Rick & Roland; et. al.
-I haven't checked thoroughly, but does the TIGER Shop manual give the +/-
callouts on min./max. dimensions for inside master-cylinder and wheel-cylinder
I.D. to provide proper braking after rebuilding?
-I own a couple different sets of brake hones, is this the way to go on a TIGER
brake rebuild (clutch too) or is it simpler and easier to buy new master
cylinders(both are "weeping" a little bit now)?
-Is this the way to go on wheel cylinders too...just buy new? Has anyone gone
the rebuild route only to have to buy new shortly thereafter? Or is this the
exception....& rebuilds are the way to go?
-The cost of parts is not a determining factor right now...but if I have to
re-do everything again soon and buy new, my cost-savings on buying rebuild kits
right now is just a "sunk-cost" later I'd rather not make.
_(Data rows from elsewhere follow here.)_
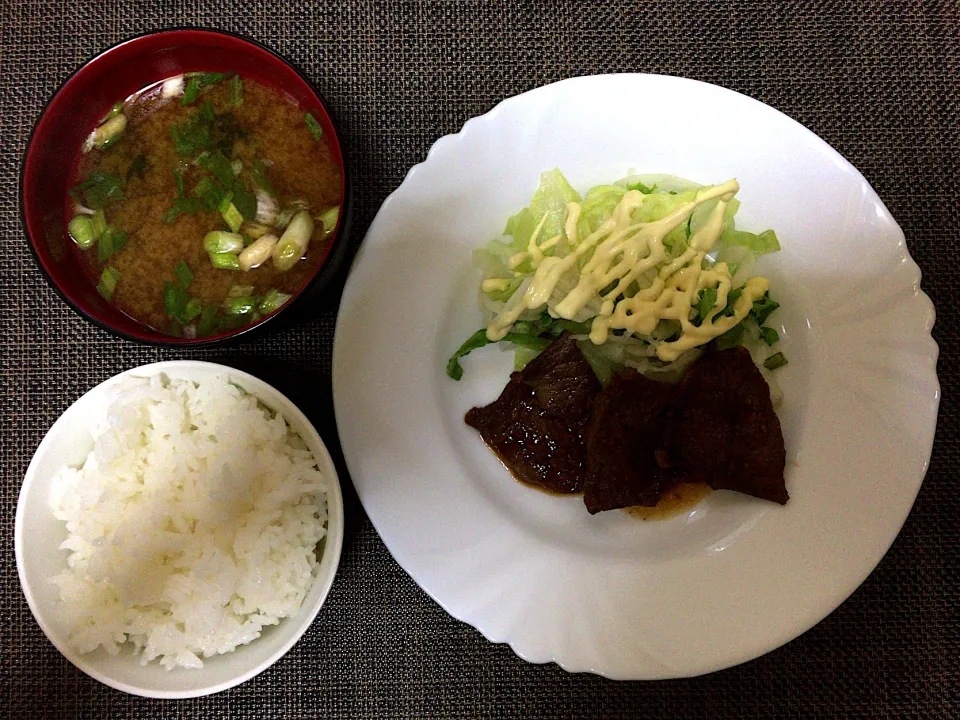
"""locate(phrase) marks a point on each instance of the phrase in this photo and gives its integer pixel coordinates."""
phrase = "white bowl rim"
(332, 548)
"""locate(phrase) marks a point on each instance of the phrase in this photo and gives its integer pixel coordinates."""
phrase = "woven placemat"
(878, 80)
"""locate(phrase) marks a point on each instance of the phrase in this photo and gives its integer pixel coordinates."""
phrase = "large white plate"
(733, 578)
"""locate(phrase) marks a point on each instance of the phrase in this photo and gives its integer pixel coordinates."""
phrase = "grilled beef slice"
(722, 428)
(623, 435)
(536, 425)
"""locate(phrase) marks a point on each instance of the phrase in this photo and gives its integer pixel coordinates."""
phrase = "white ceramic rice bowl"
(38, 535)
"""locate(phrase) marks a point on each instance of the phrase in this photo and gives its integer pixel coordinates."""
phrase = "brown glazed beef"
(622, 437)
(536, 425)
(723, 430)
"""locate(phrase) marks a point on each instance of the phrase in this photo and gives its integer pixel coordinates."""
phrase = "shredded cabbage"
(503, 285)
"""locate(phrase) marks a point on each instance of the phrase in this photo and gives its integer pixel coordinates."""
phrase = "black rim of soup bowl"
(311, 292)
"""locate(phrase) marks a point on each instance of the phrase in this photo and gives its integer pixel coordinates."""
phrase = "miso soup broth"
(203, 203)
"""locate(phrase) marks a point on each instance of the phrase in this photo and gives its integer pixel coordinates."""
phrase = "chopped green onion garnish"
(204, 187)
(108, 282)
(191, 92)
(272, 301)
(193, 308)
(174, 299)
(107, 134)
(99, 190)
(240, 305)
(769, 335)
(731, 338)
(226, 202)
(732, 296)
(81, 230)
(222, 242)
(224, 261)
(184, 274)
(208, 320)
(293, 243)
(329, 219)
(763, 308)
(775, 361)
(316, 132)
(236, 90)
(233, 218)
(240, 291)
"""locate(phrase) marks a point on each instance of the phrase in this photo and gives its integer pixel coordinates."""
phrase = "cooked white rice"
(192, 524)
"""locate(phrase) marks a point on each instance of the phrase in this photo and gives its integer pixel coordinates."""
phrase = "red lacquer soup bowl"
(87, 96)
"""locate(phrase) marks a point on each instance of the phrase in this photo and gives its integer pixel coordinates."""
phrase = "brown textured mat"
(878, 80)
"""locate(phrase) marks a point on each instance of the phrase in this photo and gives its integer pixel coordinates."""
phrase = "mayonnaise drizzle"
(625, 251)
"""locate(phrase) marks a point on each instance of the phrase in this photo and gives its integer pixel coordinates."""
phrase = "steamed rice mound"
(193, 523)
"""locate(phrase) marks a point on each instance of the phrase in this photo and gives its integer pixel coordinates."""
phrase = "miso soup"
(203, 203)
-Who/what is "better" quality for the $...SUNBEAM SPECIALTIES; CLASSIC SUNBEAM,
etc.? No offense to anyone...I'm just trying to do my homework.Does anybody
mix/match from either supplier? Please advise.
Phil LeBrun
I highly recommend bench bleeding of master and wheel/slave cylinders,
but it's probably less critical for the clutch. Since my clutch slave
is mounted up-side-down, I know there's still air in it, and it still
works surprisingly well. But pre-bleeding can't hurt.
Whenever I buy a new master or slave cylinder I save the little plastic
screw-in dust plugs that usually come with them for this very purpose.
Between the cars I own and my son's I have quite a collection now. Old
bleeder valves work pretty well too.